POPULAR REFERENCE: Deep down many images of the future are really shallow. That’s a play on an old joke, but let me explain.

Futures are not simply dry scenarios, not merely the compact, politically correct visions of policy makers and government think tanks. They are the images which fire our hopes and dreams within the present. Futures, whether preferred, probable, or possible, can call us to action, and can inspire us to reach higher and further. Human beings do not respond well to dry, empirical data. If that were the case, data for increasing greenhouse emissions would have seen a much greater shift in consumer awareness than we have observed. We human beings need something to be passionate about, something that gives us meaning and hope, something that brings us into deep relationship with each other, the world, and Gaia. They employ other ways of knowing and permit the use of intuition and exploration of inner worlds.

To summarise, futures with depth contain these elements:

  • They inspire. They instil us with passion, and ignite something deep within us.
  • They are the big picture.
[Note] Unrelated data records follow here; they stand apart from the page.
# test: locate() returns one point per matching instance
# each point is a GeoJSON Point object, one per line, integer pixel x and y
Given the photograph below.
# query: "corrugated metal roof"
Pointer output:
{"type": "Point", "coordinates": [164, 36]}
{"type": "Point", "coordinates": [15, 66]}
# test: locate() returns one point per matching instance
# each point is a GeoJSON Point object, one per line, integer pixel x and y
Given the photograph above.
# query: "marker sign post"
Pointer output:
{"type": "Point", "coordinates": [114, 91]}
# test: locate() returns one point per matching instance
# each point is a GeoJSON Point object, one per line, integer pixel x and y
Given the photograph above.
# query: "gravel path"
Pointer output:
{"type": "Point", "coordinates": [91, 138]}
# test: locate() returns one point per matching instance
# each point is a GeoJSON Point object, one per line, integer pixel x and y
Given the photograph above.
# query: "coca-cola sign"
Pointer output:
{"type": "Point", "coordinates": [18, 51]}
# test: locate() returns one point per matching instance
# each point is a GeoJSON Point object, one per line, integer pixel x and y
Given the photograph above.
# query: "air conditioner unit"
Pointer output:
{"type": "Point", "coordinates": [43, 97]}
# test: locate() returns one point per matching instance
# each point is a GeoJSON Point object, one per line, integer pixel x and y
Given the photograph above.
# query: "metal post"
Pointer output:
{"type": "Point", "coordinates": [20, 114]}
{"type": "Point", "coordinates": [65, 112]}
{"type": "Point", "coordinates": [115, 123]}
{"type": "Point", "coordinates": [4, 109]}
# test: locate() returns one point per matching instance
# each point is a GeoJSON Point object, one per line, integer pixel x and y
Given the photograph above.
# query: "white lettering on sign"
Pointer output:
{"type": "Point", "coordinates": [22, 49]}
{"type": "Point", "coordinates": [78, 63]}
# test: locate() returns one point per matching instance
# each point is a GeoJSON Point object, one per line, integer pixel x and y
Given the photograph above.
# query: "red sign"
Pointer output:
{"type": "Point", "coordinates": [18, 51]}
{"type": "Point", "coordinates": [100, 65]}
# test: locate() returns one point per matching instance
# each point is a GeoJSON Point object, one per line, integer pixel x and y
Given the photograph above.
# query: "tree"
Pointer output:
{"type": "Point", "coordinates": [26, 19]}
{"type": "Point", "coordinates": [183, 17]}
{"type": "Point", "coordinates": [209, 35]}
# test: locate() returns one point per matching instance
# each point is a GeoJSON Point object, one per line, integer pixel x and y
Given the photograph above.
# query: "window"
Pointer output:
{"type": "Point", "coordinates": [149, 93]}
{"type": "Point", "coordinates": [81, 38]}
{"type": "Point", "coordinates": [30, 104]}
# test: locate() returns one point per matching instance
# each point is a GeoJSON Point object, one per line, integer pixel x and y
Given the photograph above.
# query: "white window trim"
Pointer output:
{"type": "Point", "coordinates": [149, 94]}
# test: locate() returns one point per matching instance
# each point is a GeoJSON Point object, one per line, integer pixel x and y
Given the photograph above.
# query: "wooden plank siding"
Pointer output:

They encourage us to see things in broader perspective, including the cultural, national, civilisational, the Gaian, and the spiritual.
  • They honour both the head and the heart. They permit rational and intuitive ways of knowing and living to co-exist.
  • They permit expression of multiple cultures and worldviews, not just dominant ones
  • They are deeply meaningful, not merely interesting, amusing, or engaging
  • They permit deep connection with each other, with nature, and with inner and spiritual worlds
  • They honour universal human values: peace, beauty, freedom, justice, and love (including freedom of thought and information, and financial freedom).People and Gaia lie at the heart of the future, not merely money and machines.

All futures work is embedded within worldviews and paradigms, and this typically includes implicit hegemonies. The other becomes part of the disowned future. Like so many civilisations, the Western critical/rational worldview tends to see its version of social expression as a result of ineluctable historical forces – in this case the march of progress away from superstition and the primitive and toward the rational and technological. Many non-Western countries have adopted a version of this worldview as their preferred future. Chinese central government policy makers, for example, have developed the model of “scientific development”, which, in practice, is extreme capitalism without democracy. Yet futures centred within the critical/rational worldview are but one expression of multiple possible futures. A key role of the postconventional futurist is to offer provocative alternatives.

The concept of Deep Futures is effectively a synthesis of the critical/rational and mystical/spiritual worldviews. The concept of DF is broadly representative of the philosophical perspective of postconventional futurists in general. Deep Futures is therefore no less “subjective” than any other expression of Futures.

The kind of science, education, and culture that we have developed in modern society make us proficient at analysing, classifying, and experimenting. But we are not so good at putting things back together, at identifying what is important, what is moral, what is great. Deep Futures, as I see it, has a prime aim of bringing together rational and intuitive thinking, to assist us in developing minds and futures that can help us thrive in a dynamic and rapidly changing world.